Most of our readers have been to Washington D.C., so telling you about my trip and how cool the Air & Space or Spy Museums were or how I could spend all day in the Natural History Museum is a waste of time, so I’ll tell you about my top four emotional experiences in our nation’s capital and environs.

     1. The Vietnam Veterans Memorial

Top line, Panel 13 E

To those around my age, the Vietnam War happened when we were in college and the years shortly thereafter, which was a time of great social conflict in our country. So seeing all the names on ‘The Wall’ was a sad reminder of that horrible time in my young adulthood. Suzanne does a great job of honoring fallen soldiers from our hometown of Novato each Memorial Day. Among those honored is Allen Joseph Nelson Jr., who was one of the only people I knew personally who was killed in action in Vietnam. Allen and I played high school football together as well as a year a Marin J.C. I knew his sister, Joanne, who was in my class at Novato, and is no longer with us, but I believe the younger brother, Steve, who was in Suzanne’s class, is.  I would ask that anyone who knows him please pass along to him that I located Allen’s name on the wall (Top line of panel 13E) and said thank you and a silent prayer.

 2. The Holocaust Museum

Confiscated shoes in the Holocaust Museum

First opened in 1993, this museum is relatively new to ‘The Mall’. The tour through it is detailed and emotional. Upon entering you receive a passport-like document of one of the victims of the Holocaust, which traces their country of origin and their life prior to being incarcerated as well as what ‘death camp’ they were in, and the date they died or were freed – it really personalizes the tragedy of it all. The museum is filled with photos, artifacts and videos of events leading up to and through the loss of the war by Germany and the subsequent release of the surviving prisoners from the concentration camps. The exhibit that shows hundreds of victims’ confiscated shoes is particularly gut-wrenching.  While most people are generally familiar with the story of the Holocaust, the museum does an excellent job of bringing home the sheer brutality of this heinous crime against humanity. It still seems incredible that it even took place and how many people it affected and particularly how an entire country could let this happen within their borders.

   3. Gettysburg

Overlooking part of the battlefield at Gettysburg

At the suggestion of a friend, who said that if you’re going to D.C. you need to get up to Gettysburg, we rented a car and made the hour and a half drive to this famous Civil War battlefield in Pennsylvania.  The information center there is filled with all kinds of memorabilia and ways to learn about one of the bloodiest and arguably the most pivotal battle of the war.  We chose the in-car CD version which allowed us to stop for as long as we wanted at any particular site.  The battle field, which was much larger than I thought (over 9 square miles) is dotted with over 1,300 memorials, markers and monuments.  Being there and listening to the narration, some stories about brother fighting against brother, gives you a real sense of how and where things were taking place.  In the 3-day battle on July 1-3, 1863, the total of casualties for both armies was approximately 50,000. I was astounded to learn that while we have had approximately 1,264,000 casualties in all of our wars up until now, nearly half, 620,000 were casualties of the Civil War.

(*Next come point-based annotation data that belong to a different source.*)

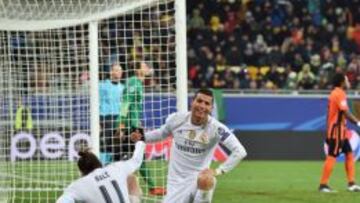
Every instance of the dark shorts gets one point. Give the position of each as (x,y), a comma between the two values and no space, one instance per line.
(336,147)
(109,142)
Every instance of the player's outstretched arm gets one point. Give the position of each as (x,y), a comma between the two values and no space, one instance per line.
(138,156)
(352,118)
(65,199)
(238,153)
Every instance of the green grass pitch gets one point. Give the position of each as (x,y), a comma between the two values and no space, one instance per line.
(282,182)
(262,182)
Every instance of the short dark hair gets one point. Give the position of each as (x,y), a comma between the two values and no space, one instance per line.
(338,79)
(205,91)
(88,162)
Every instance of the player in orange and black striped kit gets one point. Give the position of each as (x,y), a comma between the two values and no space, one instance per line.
(338,112)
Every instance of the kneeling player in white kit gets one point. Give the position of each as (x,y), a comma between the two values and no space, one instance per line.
(110,184)
(195,137)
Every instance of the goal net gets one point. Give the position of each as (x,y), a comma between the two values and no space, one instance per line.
(61,90)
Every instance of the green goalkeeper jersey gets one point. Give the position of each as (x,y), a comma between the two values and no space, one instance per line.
(132,103)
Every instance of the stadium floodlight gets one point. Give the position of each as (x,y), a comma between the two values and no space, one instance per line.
(53,53)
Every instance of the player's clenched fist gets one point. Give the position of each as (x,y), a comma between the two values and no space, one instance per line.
(136,136)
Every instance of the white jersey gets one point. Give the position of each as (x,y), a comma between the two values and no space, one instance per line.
(108,184)
(193,148)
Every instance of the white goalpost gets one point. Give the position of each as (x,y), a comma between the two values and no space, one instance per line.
(56,58)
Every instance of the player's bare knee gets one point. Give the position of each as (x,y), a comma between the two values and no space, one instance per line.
(133,185)
(205,181)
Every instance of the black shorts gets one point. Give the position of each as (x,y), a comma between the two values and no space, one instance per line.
(336,147)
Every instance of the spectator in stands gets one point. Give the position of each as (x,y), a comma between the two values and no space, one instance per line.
(322,34)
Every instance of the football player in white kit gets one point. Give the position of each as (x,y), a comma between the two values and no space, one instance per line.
(108,184)
(195,137)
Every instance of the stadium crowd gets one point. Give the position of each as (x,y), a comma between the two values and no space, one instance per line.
(272,44)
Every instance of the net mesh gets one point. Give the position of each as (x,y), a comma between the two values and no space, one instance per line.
(45,88)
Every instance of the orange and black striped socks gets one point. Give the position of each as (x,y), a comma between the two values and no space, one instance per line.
(327,169)
(350,167)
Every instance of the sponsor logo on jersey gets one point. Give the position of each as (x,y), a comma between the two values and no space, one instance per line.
(192,134)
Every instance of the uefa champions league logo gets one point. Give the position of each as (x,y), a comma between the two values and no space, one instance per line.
(354,142)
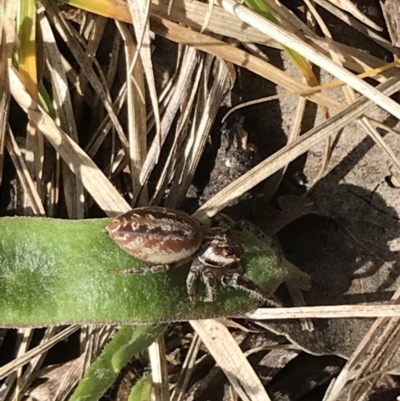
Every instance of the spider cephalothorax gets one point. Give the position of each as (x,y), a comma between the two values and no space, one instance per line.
(168,238)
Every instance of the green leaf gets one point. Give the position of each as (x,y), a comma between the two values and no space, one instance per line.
(141,391)
(55,272)
(129,341)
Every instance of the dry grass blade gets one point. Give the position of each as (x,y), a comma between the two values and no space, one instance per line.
(284,156)
(290,40)
(137,111)
(159,372)
(65,116)
(351,98)
(141,10)
(4,93)
(17,363)
(183,83)
(325,312)
(220,49)
(348,6)
(187,369)
(348,19)
(23,175)
(80,56)
(94,181)
(230,359)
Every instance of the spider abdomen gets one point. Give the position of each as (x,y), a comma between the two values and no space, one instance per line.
(156,234)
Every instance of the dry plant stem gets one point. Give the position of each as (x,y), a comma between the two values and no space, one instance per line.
(288,39)
(23,359)
(4,93)
(80,56)
(187,369)
(73,188)
(182,85)
(239,57)
(23,175)
(94,181)
(137,111)
(230,359)
(200,132)
(35,363)
(172,168)
(159,372)
(292,151)
(141,10)
(325,312)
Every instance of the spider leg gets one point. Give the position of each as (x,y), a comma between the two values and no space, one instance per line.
(193,275)
(143,270)
(210,282)
(237,281)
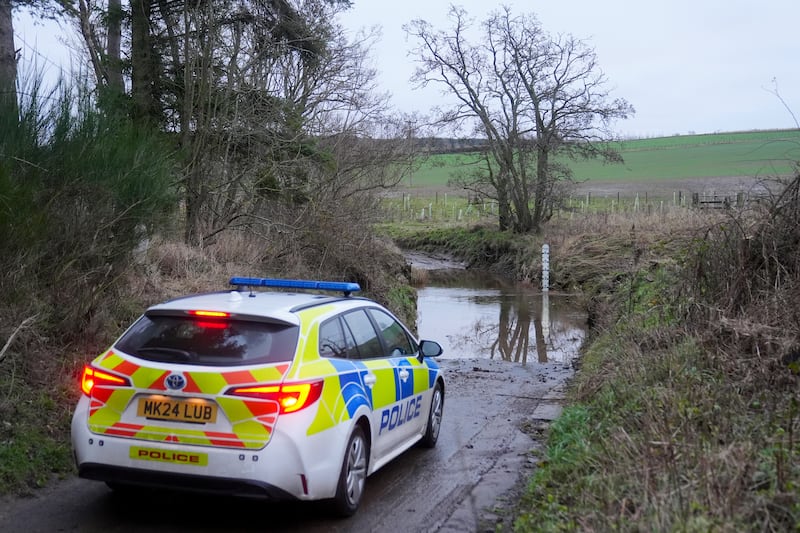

     4. Arlington National Cemetery

Changing of the Guard

Just across the Potomac River from The Jefferson Memorial, on property once owned by Robert E. Lee, our national cemetery is a tearfully beautiful place. While the tour through the cemetery talks about all the famous people who are interned there, you cannot help but be struck by the total number of simple gravestones all in a line, “like soldiers at attention”, that are there representing fallen soldiers from every one of our nation’s wars – there are over 400,000 in all buried there. We witnessed a changing of the guard at the ‘Tomb of the Unknown Soldier’, a classy and somber ritual that occurs every half hour this time of year. The grounds offer  hundreds of amazing stories that go with the brave service men and women who make this their final resting place.

While we really didn’t appreciate the rain that fell everyday we were in Washington D.C. and Gettysburg, it seemed to particularly lend itself to the atmosphere of these four historic landmarks that reminded us that our freedom is not free.